Equitativos, eficientes y sencillos para la Administración (encargada de su aplicación) y para el contribuyente (obligado al cumplimiento fiscal). Estos son los principales principios impositivos. No son poca cosa, de manera que, al final, acabamos teniendo los impuestos que tenemos: algo equitativos, algo eficientes y no del todo sencillos. Pero esto podría cambiar.

La tecnología evoluciona de manera inexorable, lo cual es negativo para la capacidad fiscal de los Gobiernos.
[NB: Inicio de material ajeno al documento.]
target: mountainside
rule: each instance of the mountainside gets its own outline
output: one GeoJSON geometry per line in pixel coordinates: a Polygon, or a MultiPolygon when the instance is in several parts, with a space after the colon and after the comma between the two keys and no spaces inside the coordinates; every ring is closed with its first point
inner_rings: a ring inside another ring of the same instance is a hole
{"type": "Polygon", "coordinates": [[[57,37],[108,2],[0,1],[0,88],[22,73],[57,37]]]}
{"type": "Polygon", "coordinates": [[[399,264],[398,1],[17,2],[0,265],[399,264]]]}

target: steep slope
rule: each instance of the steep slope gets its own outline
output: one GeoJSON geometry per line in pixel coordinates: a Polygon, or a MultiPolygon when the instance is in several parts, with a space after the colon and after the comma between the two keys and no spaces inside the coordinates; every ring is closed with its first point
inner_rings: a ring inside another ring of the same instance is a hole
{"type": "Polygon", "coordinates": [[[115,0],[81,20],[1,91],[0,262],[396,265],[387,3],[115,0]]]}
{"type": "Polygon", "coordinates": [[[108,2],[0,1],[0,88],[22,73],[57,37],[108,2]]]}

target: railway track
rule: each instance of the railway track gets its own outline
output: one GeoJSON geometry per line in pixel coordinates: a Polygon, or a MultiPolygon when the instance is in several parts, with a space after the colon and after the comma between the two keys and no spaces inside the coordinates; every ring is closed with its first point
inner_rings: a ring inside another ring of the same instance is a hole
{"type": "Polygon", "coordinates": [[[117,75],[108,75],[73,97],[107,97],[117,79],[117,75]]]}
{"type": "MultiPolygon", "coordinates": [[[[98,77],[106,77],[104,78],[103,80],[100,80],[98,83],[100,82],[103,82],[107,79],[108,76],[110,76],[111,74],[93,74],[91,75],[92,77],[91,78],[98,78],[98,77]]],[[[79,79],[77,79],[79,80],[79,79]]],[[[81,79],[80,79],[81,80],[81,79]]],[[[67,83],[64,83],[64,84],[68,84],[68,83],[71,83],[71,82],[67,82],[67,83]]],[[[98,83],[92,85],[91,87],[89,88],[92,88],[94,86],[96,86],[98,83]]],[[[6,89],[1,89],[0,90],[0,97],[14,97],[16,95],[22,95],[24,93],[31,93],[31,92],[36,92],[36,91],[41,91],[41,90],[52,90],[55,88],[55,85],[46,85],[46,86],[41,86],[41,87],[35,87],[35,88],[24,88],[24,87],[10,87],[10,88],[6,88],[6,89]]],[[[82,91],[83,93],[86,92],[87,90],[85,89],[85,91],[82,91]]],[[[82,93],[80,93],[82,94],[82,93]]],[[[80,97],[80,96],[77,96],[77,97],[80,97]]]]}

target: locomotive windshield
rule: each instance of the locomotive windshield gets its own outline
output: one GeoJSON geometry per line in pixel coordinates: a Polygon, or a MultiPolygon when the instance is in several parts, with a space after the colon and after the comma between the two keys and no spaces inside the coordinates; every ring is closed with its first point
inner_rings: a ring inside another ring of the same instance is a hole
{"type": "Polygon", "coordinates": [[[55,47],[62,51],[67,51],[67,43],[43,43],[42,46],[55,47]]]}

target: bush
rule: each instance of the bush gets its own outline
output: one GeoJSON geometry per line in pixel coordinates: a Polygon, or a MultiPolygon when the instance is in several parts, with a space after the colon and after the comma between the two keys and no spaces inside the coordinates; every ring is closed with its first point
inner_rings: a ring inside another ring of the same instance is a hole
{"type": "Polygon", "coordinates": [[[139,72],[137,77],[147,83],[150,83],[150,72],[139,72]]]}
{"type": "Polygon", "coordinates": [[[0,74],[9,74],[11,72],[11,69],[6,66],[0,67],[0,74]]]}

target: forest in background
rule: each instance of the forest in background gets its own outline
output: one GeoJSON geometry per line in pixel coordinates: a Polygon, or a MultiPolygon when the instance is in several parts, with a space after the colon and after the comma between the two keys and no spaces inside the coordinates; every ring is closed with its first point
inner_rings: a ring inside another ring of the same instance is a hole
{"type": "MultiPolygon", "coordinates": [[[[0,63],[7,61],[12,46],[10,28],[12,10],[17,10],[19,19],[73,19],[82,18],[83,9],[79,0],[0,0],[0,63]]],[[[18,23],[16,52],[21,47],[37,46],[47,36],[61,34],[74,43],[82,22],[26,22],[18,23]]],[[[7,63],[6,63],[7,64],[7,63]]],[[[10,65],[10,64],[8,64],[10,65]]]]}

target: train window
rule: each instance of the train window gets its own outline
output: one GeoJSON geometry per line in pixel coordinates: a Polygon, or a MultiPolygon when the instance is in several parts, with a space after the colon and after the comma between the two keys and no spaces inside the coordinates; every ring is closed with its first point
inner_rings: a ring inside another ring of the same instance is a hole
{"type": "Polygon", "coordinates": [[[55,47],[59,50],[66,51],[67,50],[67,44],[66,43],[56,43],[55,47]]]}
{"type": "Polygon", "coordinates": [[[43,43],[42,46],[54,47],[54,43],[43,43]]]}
Por ejemplo, la digitalización implica que ciertos negocios no necesitan de una presencia física significativa en un determinado territorio para generar beneficios (por ejemplo, la descarga de servicios digitales o la compra de bienes por Internet). La dilución del nexo territorio-beneficios supone que ciertos países (allá donde se realizan las ventas) pierdan recaudación por el impuesto sobre sociedades a costa de los países donde se localiza la empresa matriz. Y, no por casualidad, la matriz se suele localizar en países de baja tributación. Al final, la recaudación mundial se resiente y el impuesto sobre sociedades no juega el papel que, principalmente, debería jugar en nuestro sistema fiscal: ser un mecanismo de retención a cuenta de los impuestos que, en último término, deberían pagar los accionistas.

Paradójicamente, la tecnología puede también ayudar. Así, hay autores que proponen la creación de un registro financiero internacional (de los rendimientos y de la valoración de paquetes acciones) que permita identificar cuál es el lugar de residencia del accionista. De esta manera, el accionista —menos móvil que una multinacional— acabaría pagando según su capacidad económica y, a escala mundial, la recaudación volvería a repuntar. En el mismo sentido, el uso extensivo del plastic money (las tarjetas de crédito) debería facilitar el control de bases tanto de IVA como de rentas de empresas y autónomos.

En la actualidad, mientras que las ventajas para el sector público no se acaban de aprovechar, las desventajas están ahí. Por ejemplo, sabemos que un 40% de los beneficios de las multinacionales acaban pagando impuestos en países de baja tributación. Es por ello que The Economist concluía en un artículo reciente que los sistemas fiscales están anclados en el pasado. Probablemente, más que anclados, pues creo que las Administraciones son bien conscientes de estas oportunidades, estén en un impasse.

La capacidad fiscal del sector público aumentará sobremanera cuando este aproveche todas las ventajas tecnológicas. En ese momento, tomarán más importancia las decisiones de política fiscal, pues estas no se verán mediatizadas por la existencia de evasión o de elusión fiscal. Si, entonces, el sector público no responde como debe (una gestión eficiente de los recursos), aquellos que no están dispuestos a pagar impuestos solo tendrán una opción: relocalizarse. Y, llegados a ese punto, la única opción será la armonización fiscal. O esto, o un mejor proceso de rendición de cuentas en un mundo globalizado. Ese es el futuro —optimista, pero donde seguirán existiendo retos— que vislumbro para nuestro sistema fiscal, y para nuestro sector público en general.

Alejandro Esteller-Moré es catedrático de Economía de la Universidad de Barcelona.